Do Larger Thyroid Tumors Mean Higher Rates of Malignancy and False-Negative FNA Results?

The authors looked at whether rates of malignancy and false-negative fine-needle aspiration results are heightened in large thyroid nodules.

Rates of malignancy and false-negative fine-needle aspiration (FNA) results are not heightened in large thyroid nodules, according to results of a recent meta-analysis published in Thyroid.

“Management of large thyroid nodules is controversial, as data are conflicting regarding overall rates of malignancy (ROM) in all nodules and frequency of false-negative fine-needle aspiration results in cytologically benign nodules,” wrote the authors, led by Nicole A. Cipriani, MD, an assistant professor of pathology at The University of Chicago Medicine.

It remains to be elucidated whether patients with cytologically benign thyroid nodules of ≥ 4 cm should receive management different from that of patients with smaller nodules. Guidelines regarding this uncertainty are unclear, and the literature offers conflicting recommendations. Consequently, some surgeons decide to resect large thyroid nodules despite cytology for fear of a false-negative FNA.

In the current meta-analysis, researchers evaluated and compared rates of malignancy and FNA results of small and large nodules. Multiple reviewers systematically mined PubMed for 35 articles that described nodules stratified by size, with benign and other cytology, and with postsurgical histologic diagnoses. Size cutoffs were employed as follows: at 3 cm in 14 articles, at 4 cm in 24 articles, and at 5 cm in 1 article. Overall, more than 20,000 pooled nodules were assessed in the meta-analysis, more than 7,000 of which were benign.

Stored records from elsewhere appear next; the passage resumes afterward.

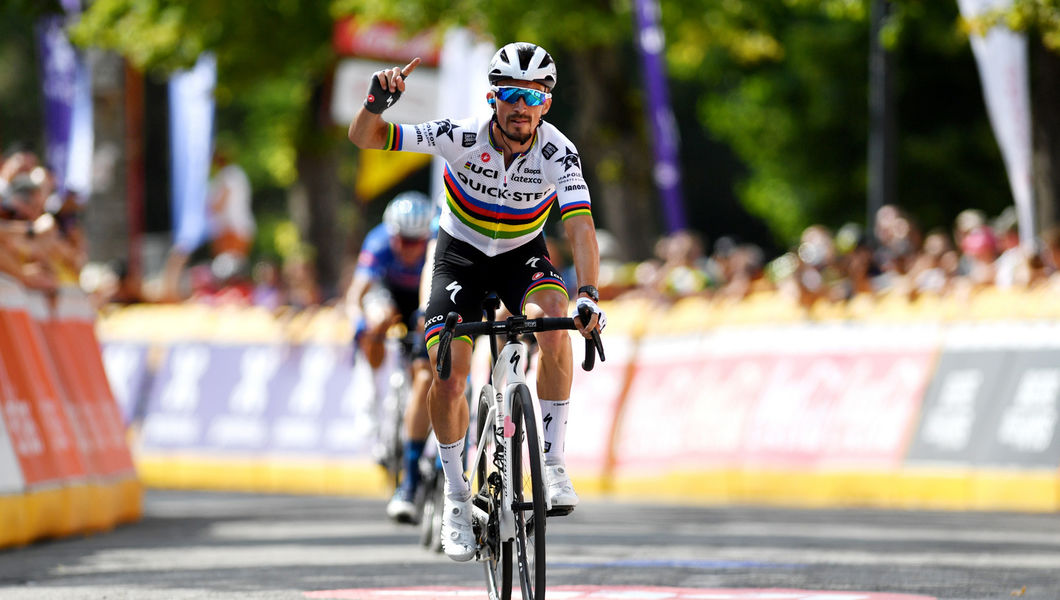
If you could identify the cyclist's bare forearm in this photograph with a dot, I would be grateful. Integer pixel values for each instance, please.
(584, 249)
(368, 130)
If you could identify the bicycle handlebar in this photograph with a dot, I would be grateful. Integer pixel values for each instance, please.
(511, 328)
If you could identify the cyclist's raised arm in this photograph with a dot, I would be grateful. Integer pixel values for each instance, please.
(368, 128)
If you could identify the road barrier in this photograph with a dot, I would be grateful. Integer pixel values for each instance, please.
(65, 466)
(696, 402)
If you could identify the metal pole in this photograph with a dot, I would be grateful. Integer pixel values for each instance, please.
(881, 108)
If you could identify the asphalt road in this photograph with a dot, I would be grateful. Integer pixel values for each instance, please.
(222, 546)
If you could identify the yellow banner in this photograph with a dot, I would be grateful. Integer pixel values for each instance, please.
(380, 171)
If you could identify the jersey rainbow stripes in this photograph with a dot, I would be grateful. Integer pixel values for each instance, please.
(488, 206)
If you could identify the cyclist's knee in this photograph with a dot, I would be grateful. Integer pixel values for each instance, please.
(553, 340)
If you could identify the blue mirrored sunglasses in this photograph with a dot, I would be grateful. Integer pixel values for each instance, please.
(512, 94)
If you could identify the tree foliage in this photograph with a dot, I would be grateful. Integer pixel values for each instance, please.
(270, 55)
(781, 85)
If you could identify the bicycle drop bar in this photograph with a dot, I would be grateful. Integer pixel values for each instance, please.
(511, 329)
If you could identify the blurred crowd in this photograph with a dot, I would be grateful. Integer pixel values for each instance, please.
(42, 246)
(41, 240)
(836, 266)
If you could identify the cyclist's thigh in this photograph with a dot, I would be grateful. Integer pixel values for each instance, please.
(526, 270)
(456, 286)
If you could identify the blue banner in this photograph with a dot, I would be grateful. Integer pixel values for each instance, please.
(58, 77)
(191, 133)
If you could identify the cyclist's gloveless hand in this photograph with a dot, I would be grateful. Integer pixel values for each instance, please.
(598, 320)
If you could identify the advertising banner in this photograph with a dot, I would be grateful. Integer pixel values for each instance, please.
(1023, 431)
(699, 403)
(128, 375)
(255, 399)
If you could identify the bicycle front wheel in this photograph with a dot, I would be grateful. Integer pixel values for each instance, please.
(529, 487)
(487, 495)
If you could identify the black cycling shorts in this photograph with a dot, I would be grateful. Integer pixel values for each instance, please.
(463, 276)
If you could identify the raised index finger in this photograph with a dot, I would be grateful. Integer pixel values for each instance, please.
(410, 67)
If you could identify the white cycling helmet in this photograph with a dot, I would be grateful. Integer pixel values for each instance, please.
(409, 215)
(523, 60)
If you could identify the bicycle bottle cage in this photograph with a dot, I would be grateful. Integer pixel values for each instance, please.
(511, 329)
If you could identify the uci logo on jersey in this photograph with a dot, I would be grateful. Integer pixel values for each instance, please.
(491, 173)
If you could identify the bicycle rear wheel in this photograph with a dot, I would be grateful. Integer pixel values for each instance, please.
(529, 487)
(487, 494)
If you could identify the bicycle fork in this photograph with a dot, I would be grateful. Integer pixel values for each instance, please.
(507, 374)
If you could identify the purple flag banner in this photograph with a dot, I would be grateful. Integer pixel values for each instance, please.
(58, 76)
(651, 43)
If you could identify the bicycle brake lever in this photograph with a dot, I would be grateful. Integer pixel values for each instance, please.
(593, 345)
(444, 341)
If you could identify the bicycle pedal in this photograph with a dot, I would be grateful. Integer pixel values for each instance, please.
(560, 511)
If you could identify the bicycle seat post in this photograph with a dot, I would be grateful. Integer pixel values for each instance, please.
(490, 305)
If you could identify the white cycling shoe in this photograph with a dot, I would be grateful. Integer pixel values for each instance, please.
(402, 506)
(560, 490)
(458, 533)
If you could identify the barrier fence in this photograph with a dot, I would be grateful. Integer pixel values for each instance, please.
(65, 464)
(893, 411)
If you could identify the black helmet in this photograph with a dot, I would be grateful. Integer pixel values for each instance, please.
(523, 60)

The team found that the rate of malignancy in all nodules ≥ 3 cm was 13.1%, and the rate of malignancy in all nodules ≥ 4 cm was 20.9%. These rates were lower compared with those found in nodules < 3 cm (19.6%) and < 4 cm (19.9%) (odds ratio [OR], 0.72; confidence interval [CI], 0.64–0.81; OR, 0.85 [CI, 0.77–0.95], respectively). Furthermore, FNA results in nodules ≥ 3 cm (7.2%) were not significantly different from those of smaller nodules (5.7%) (OR, 1.47; CI, 0.80–2.69]). However, FNA results in nodules ≥ 4 cm (6.7%) were a little higher compared with nodules less than 4 cm (4.5%) (OR, 1.38; CI, 1.06–1.80). Notably, papillary thyroid carcinoma was the most commonly observed false-negative diagnosis.

One limitation of the meta-analysis is that only modest numbers of large nodules were assessed in component studies. This limitation likely stemmed from low resection rates for benign nodules in clinical practice. Furthermore, all but two studies analyzed were retrospective, resulting in selection bias.

Based on the results, Cipriani et al concluded that patients with large, cytologically benign nodules do not need immediate surgical resection because false-negative FNA rates are low, and these rates should drop further due to nomenclature revision of a subset of follicular variants of papillary thyroid carcinoma. Furthermore, the authors speculated that surgical resection of benign nodules may yield higher morbidity vs close clinical follow-up (ie, repeat ultrasound or FNA).